Why Social Justice Belongs in Medical Education

By Richard Brach ’22, UVM College of Medicine

March 6, 2020

The well-being of a country’s children is an important measure to track, as poverty in early years can have long-lasting consequences on children’s performance in school and their adult health status. The United States is considered one of the wealthiest countries in the world, but we have childhood poverty rates that are some of the worst. When compared to other countries with similar gross domestic products in a recent State of the World’s Children Report, the United states ranked 34/35, only ahead of Romania. Things look more grim when you look at childhood poverty by race in the U.S.: one in three Native American, one in four black and Hispanic, and one in nine white children live in poverty. To get a better idea of where we stand today and how best to proceed, we need to come to terms with how we got here.

Our nation has a deep history of racism and inequality.

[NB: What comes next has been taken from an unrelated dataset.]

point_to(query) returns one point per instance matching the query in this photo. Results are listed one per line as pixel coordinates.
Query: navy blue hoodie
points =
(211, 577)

This country was built on the backs of slaves after which decades of lynchings, Jim Crow laws, and legal harassment crushed the possibility of upward mobility for African Americans. One example: 98 percent of the $120 billion in federal home loans distributed between 1933 and 1962 went to white homeowners, excluding African Americans from economic opportunity. This kept money and power in the hands of white Americans. Even after legislation banned discrimination in housing loans in 1968, the stage of structural racism was already set, permeating every aspect of our culture. In schools, African American students are suspended and expelled three times more often than white students, which is fueling the school-to-prison pipeline and mass incarceration. There are now more African American men in prison than there were enslaved in 1850.

Health care and STEM research are not immune to these challenges. We have a dark history of subjecting marginalized communities to cruel treatment and punishments. Most people are familiar with the Tuskegee Syphilis Experiments between 1932 and 1972 in which the U.S. Public Health Service knowingly withheld treatment from hundreds of African Americans that had contracted syphilis in order to study the progression of the gruesome disease. Even in Vermont, when we’re so proud of being the first state to abolish slavery, we have a racist history of eugenics, in which healthcare professionals forcibly sterilized Abenaki Indians between 1930 and 1957. We need to recognize that we, as current and future health care professionals, are just as fallible as anyone else.